Hard disk RAID arrays are examples of redundancy. If one drive in the array fails, the system continues to run. Often the disk can be replaced without shutting down the server. Most of the components in a modern server are redundant. In order for the server to completely fail every redundant hardware component must fail.
So how is this different from a disaster recovery system? A disaster recovery system kicks in after the system is down. The classic example is a hard drive failure. When a server fails, the number one worry by the management teams is the safety of the data. In this situation the disaster recovery team restores the data from a backup. A disaster recovery plan starts with the question what if we lose a file? Then asks what do we do if we lose a drive or drive array? Then what if the server fails? Finally what if the site fails? If there is no redundant system in place a disaster recovery plan is the last chance to recover from a data or system loss.
In a redundant system the architect asks the same questions. If the server is lost, there must be another server that has the same information. If an internet connection is lost another internet connection is available. If a site is lost, there must be another site with the same information available to switch over to. When considering the cost of the network design the rule is, “The more redundant the system, the more expensive the system.” With unlimited funds every network would have unlimited redundancy, but in a world where funds and resources are limited most networks are a mixture of redundancy and disaster recovery.
The architect meets with the business owner to decide the priorities associated with the system design. Business critical production systems tend to be highly redundant. This is because while a business critical system is down, the company is losing money. Profitability and Organizational productivity are directly related. Statistically when these types of systems are down it costs a small to medium size business $7,314.00, or more, each hour in productivity losses. Successful large businesses see this rise to $50,000 / hour. Some systems within a Fortune 500 company could easily cost $1,000,000 / minute in lost productivity. Consider that for a successful small business a 12 hour loss can potentially cost the business $87,000 in lost productivity. Redundancy is statistically 1/7th the cost of repairing the system after a failure.

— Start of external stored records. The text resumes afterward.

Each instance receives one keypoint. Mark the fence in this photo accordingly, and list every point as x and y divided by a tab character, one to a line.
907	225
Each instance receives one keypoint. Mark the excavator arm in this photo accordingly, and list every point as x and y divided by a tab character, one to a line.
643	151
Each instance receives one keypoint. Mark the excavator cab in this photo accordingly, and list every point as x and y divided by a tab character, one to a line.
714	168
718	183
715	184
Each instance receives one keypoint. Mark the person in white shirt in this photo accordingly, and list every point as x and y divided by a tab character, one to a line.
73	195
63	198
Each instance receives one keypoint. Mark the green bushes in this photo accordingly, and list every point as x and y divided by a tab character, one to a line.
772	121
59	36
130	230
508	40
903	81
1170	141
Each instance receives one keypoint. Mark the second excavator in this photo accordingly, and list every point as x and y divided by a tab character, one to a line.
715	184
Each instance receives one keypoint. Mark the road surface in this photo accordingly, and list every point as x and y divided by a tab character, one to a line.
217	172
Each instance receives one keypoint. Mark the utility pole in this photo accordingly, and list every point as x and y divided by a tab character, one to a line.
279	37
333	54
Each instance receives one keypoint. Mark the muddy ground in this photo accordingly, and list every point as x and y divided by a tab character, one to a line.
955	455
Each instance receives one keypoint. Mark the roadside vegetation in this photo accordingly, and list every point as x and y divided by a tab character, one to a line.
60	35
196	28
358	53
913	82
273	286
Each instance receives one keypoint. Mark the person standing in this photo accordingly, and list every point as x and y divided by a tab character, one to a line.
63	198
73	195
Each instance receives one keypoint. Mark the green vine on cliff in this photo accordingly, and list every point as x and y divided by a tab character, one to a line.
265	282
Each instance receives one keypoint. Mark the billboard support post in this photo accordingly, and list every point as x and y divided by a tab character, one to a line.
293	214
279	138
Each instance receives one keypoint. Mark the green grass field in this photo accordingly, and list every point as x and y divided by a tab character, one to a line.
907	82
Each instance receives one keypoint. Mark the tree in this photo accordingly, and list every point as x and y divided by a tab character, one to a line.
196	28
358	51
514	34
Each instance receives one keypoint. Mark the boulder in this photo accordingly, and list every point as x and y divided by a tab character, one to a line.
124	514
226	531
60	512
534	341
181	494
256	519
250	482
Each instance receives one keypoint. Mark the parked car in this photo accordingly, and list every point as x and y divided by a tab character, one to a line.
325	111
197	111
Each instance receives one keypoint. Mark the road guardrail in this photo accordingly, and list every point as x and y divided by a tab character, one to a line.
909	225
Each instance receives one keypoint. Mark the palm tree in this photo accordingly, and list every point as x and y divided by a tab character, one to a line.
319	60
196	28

Yet non-critical systems failures can sometimes go un-noticed for weeks. So the cost of making non-critical business systems redundant may not be worth the cost to the management teams. Deciding which systems are business critical and which aren’t is a managerial decision. The problem is that many often the management teams are left out of this decision process.
When making availability decisions in my architecture here a question questions I ask myself:
The logic tree behind this…
- All strategic business decisions should be made by management.

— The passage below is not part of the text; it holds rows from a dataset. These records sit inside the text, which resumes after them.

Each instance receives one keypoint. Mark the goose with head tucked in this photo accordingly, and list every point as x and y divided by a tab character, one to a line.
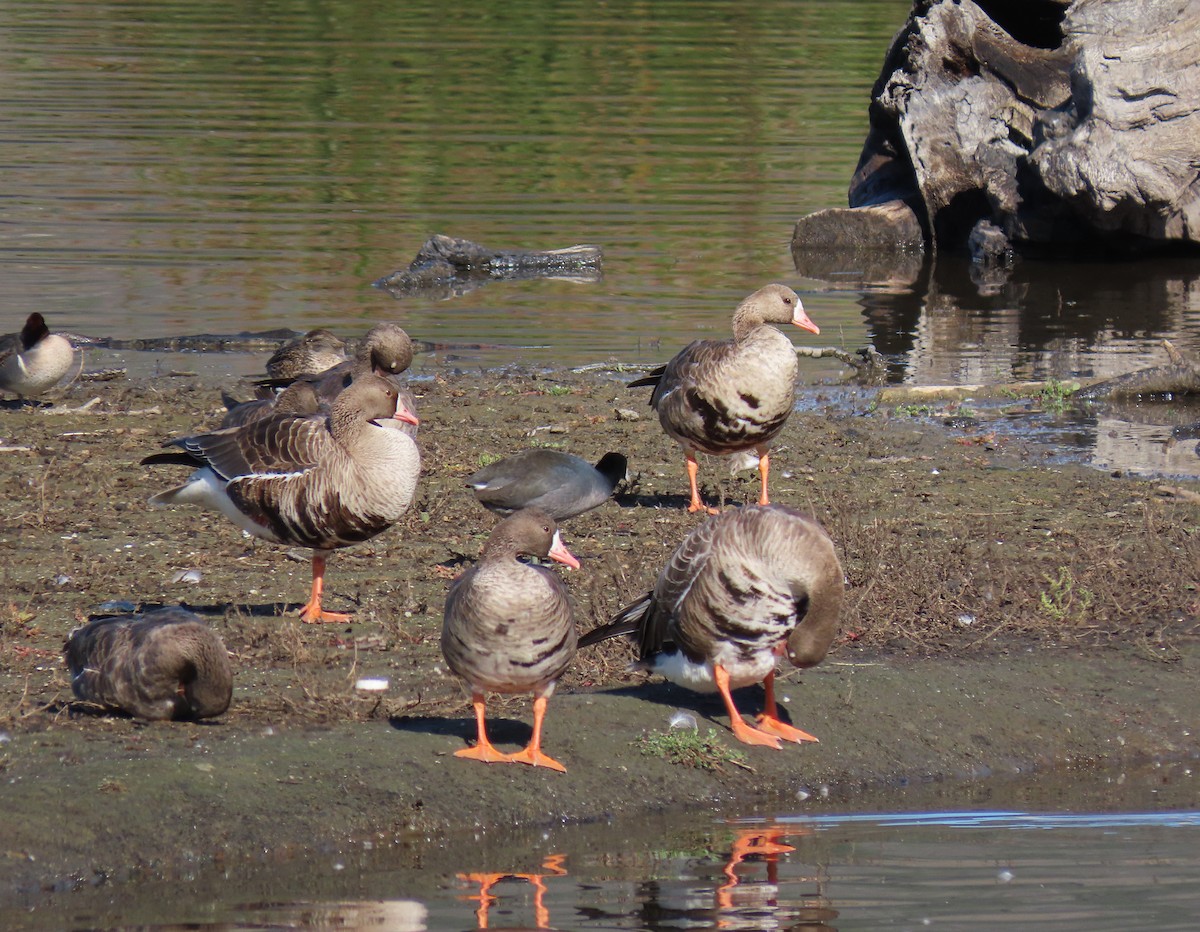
318	482
745	587
385	350
165	663
559	483
307	355
727	396
34	360
509	627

- All technical decisions are tactical and should be made by the technician.
Therefore: If a change made by a technical expert does not support the vision or goals of the company, a department or a team this is a strategically decision. Therefore this change should be run by management before the change is made.
Therefore: If the change is made to reduce time or costs for the company, this is also a strategic decision. Therefore this change should be run by management before the change is made.
Finally: If the change supports the present tactics of the organization, without affecting cost or time (positively or negatively) this is an appropriate decision for the technical team to make without running the problem by management.
In this article I’ve discussed the difference between redundancy and disaster recovery. Most network systems are a combination of these two types of systems. As a system architect changes that affect the business vision, goals and strategy need to be run by management before they are implemented. This is true not matter whether the change is made by a technician, system administrator or system architect.
I’m curious if others have seen the effect of confusing redundancy and disaster recovery? I also wonder if others have seen negative affects when technicians made decisions that affected the strategy of the organization without realizing the cost of what they had done.